しかし、その後、宰相からは、何の連絡もなかった。
不審な死を遂げた皇族も、閣僚もいない。
マルファッティは、宰相との距離を、今一歩踏み込めないままでいた。
やがて、イタリアで、動乱が起きた。
1820年、スペイン立憲革命に触発されたカルボナリの反乱は、しかし、翌21年、オーストリア軍によって、鎮圧された。
ライバッハの会議で、同盟国に、オーストリア軍の出兵を認めさせたのは、メッテルニヒである。
マルファッティは、何も知らず、カルボナリ敗走の報に、ただ、慄くばかりだった。
その後、イタリアのカルボナリは、活動の拠点を、パリに移した。ボナパルト派と結び、ナポレオンの甥ルイ(※4)も、活動に加わっている。
1824年、憂い顔の詩人、マテウス・フォン・コリンが、ライヒシュタット公の暖炉の炭を持ち込んだ。腕のいい町医者という評判を聞いたから、ということだった。
コリンは、ライヒシュタット公の家庭教師だった。暖炉に火を焚くと、プリンスがひどく咳き込む、と訴え、有害物資の燃焼を示唆した。コリンは、暖炉から、燃え残りの炭を、持ち出していた。
マルファッティには、ぴんとくるものがあった。
密かに、ライヒシュタット家の従者に金を渡し、暖炉の薪を持ってくるよう、頼んだ。
家庭教師コリンの指示で、ライヒシュタット公は、冬の間、別の部屋に寝起きするようになっていた。
薪は、簡単に手に入った。部屋変えに伴い、薪の劣化が指摘され、処分される直前だったのだ。
薪には、赤い黴が、びっしり生えていた。
……ライヒシュタット公だったのか!
……
だが、証拠がない。
そして今、ヤーコプ・シュタウデンハイム医師の死で、マルファッティは、他ならぬライヒシュタット公の主治医に抜擢された。
※1 ルッカ(マルファッティ医師の出身地)
イタリアの都市。かつてトスカーナ大公国に属し、ナポレオンの妹、エリザ・バチョッキが領主だった時期もありました。
トスカーナは、ナポレオンの没落後、オーストリアのフランツ帝(フランソワの祖父)の弟、フェルディナント3世の支配下に戻されます。
余談ですが、このフェルディナント3世は、マリー・ルイーゼとナポレオンが結婚した頃、メッテルニヒと、ナポレオンの妹、カロリーヌを取り合っていました。その詳細については……あれ? 小説に書いてない……、
ブログに書いてありました。ご興味を持たれましたら。
https://serimomoplus.blog.fc2.com/blog-entry-102.html
※2 パヴィア
北イタリアの都市。学問の都として有名です。

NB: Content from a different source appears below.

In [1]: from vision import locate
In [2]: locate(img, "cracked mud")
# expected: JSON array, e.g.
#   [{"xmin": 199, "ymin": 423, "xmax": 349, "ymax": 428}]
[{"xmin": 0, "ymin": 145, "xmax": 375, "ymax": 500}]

一時的にナポレオンに占領されましたが、長らくオーストリア・ハプスブルク家の支配下にありました。
このパヴィアで、マルファッティは、フランク医師(フランソワの最初の侍医)に出会い、師事しました。
マルファッティは、真っ黒に描いていますが、オーストリア領の学問の都での出会いということで、フランク医師はシロだと判断しました。作品では、優しいおじちゃん先生として描きました。(2章「お別れ」)

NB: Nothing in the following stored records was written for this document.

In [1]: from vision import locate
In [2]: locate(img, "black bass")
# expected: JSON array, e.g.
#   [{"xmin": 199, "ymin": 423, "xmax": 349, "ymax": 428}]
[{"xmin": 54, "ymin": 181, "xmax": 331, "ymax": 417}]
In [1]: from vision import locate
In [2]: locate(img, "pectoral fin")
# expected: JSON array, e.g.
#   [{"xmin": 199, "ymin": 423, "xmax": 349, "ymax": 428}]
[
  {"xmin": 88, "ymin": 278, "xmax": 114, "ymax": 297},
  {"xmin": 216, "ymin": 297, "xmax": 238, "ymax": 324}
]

そんな優しい先生を、私は、殺してしまったわけで……(2章「フランク医師の死」)
※3
赤い黴の陰謀は、
3章「敵は身近に」
5章「赤い黴」
に、わりと簡潔に(?)まとめてあります。
※4 ルイ
ナポレオン・ルイです。ナポレオンの弟ルイと、ナポレオンの養女オルタンスの間に生まれた、次男です。この章の「ナポレオンの甥と姪」でいきがっていた、彼です。